L'idéal
serait d'aller voir Les Garçons sauvages sans avoir vu la
moindre image, sans regarder la bande annonce, sans lire de critiques
et encore moins d'entretiens avec Bertrand Mandico, comme je l'ai
fait juste avant Noël, une découverte du film dans un état de
candeur virginale. Le titre apparaît, des lettres déchirées, dans
ce cadre aux coins arrondis, et la nuit, le noir et blanc, enveloppe
le corps d'un adolescent au bord d'une plage remplie de branches,
d'arbres morts, s'approchant de lui quelques marins qui commencent à
lui enlever ses vêtements.
Une
grande partie du film se déroule avant cette scène mystérieuse, il
faut rembobiner le récit et arriver aux cinq jeunes hommes en
costume cravate. Si comme moi, on débarque sans rien savoir, on
ignore que les cinq adolescents bien propres sur eux, de bonne
famille comme on dit dans les articles sur les faits divers, sont
joués par des actrices. La surprise était pour moi de taille, je ne
suis pas parvenu à reconnaître Vimala Pons en garçon avec ce
regard narquois et insolent d'un jeune mec qui dirige sa petite
troupe de sauvageons. Mais maintenant tout le monde sait que ce sont
des actrices.
Bertrand
Mandico balance du noir et blanc à la couleur dans quelques
séquences à la sexualité sauvage. La première est en début de
film autour d'une femme (Nathalie Richard) qui va se faire violer par
les garçons, elle finit sur le dos d'un cheval. La deuxième est une
orgie nocturne en bord de plage. On entend la chanson de Nina Hagen
« Naturträne ». L'image est bleue, des milliers de
plumes blanches volent autour d'eux. Ils se déshabillent,
s'embrassent férocement, se molestent, s'aiment violemment. C'est
pour moi le plus beau moment du film.
Entre
ces deux magnifiques séquences, les garçons sauvages sont bannis,
une punition qui fait suite au viol. Ils se croyaient à l'abri de
par leur condition sociale mais les parents choisissent de les
confier à un marin rugueux et barbu à l'accent étranger (Sam
Louwyck). Le capitaine de ce rafiot les traite comme des chiens,
collier au cou et corde attachée à un système de poulie. Chaque
fois que l'un d'eux n'agit pas selon ses règles, il tire la corde
qui les étrangle et les ramène brutalement juste devant la cabine
du capitaine. Et ils commencent à aimer ça.
L'artisanat
avec lequel le cinéaste figure son bateau, une barque au milieu de
l'océan, ne dissimule pas l'aspect carton-pâte des décors, il en
joue au contraire, comme des enfants jouent aux pirates. La bicoque
tangue, de l'eau asperge les adolescents, des effets naturels (pour
les opposer à spéciaux) qui embarquent Les Garçons sauvages
vers toute une flopée de références cinéphiles et
cinématographiques que Bertrand Mandico se fait un plaisir de nommer
dans ses différents entretiens. Pourtant, le film n'appartient qu'à
lui-même avec un univers propre.
La
destination de la traversée est une île (qui n'est pas sans évoquer
celle de Fièvre sur Anatahan entre autres) pourvue de plantes
particulières. Le grand mouvement du film s'amorce pour traiter le
genre sexuel, la transformation de ces adolescents en jeunes femmes.

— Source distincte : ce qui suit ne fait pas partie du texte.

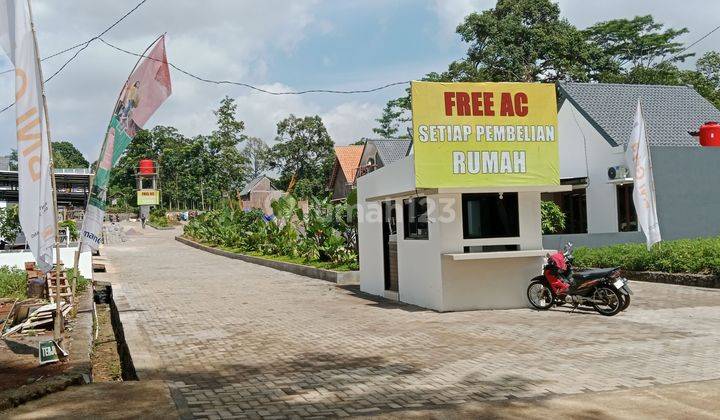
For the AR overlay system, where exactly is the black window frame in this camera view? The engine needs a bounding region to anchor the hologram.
[615,183,640,232]
[403,197,430,240]
[461,192,520,239]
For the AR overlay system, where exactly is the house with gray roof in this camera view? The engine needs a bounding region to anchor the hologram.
[358,139,412,176]
[543,83,720,249]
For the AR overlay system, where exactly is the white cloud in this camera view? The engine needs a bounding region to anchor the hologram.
[321,102,382,145]
[432,0,495,39]
[224,83,382,145]
[0,0,324,160]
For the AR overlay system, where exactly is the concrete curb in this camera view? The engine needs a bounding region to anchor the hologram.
[175,236,360,286]
[0,288,93,412]
[145,223,175,230]
[623,270,720,289]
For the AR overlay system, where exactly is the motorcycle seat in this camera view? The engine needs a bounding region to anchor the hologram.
[573,267,620,280]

La sensualité avec laquelle ils dévorent des fruits poilus, ils
boivent un liquide blanc sorti d'un orifice phallique, est exhaussée
par l'arrivée du docteur Séverine (Elina Löwensohn), parangon de
l’ambiguïté sexuelle, mi-homme mi-femme dans une posture à la
Marlene Dietrich.
Difficile
de ne pas sortir rassasié de ce film et, il faut bien le dire assez
fourbu. Les Garçons sauvages n'est pas sans quelques
longueurs et répétitions, notamment au milieu de son récit sur
l'île qui révèle les jeunes garçons à eux-mêmes. Il n'en
demeure pas moins que le geste cinématographique est sans aucune
mesure dans le cinéma d'aujourd'hui (presque) entièrement concentré
sur des tentatives de représenter la réalité telle qu'on l'imagine
alors que pour la faire exister, il suffit parfois de masturber la
machine à fantasmes de sa cinéphilie et d'en jouir.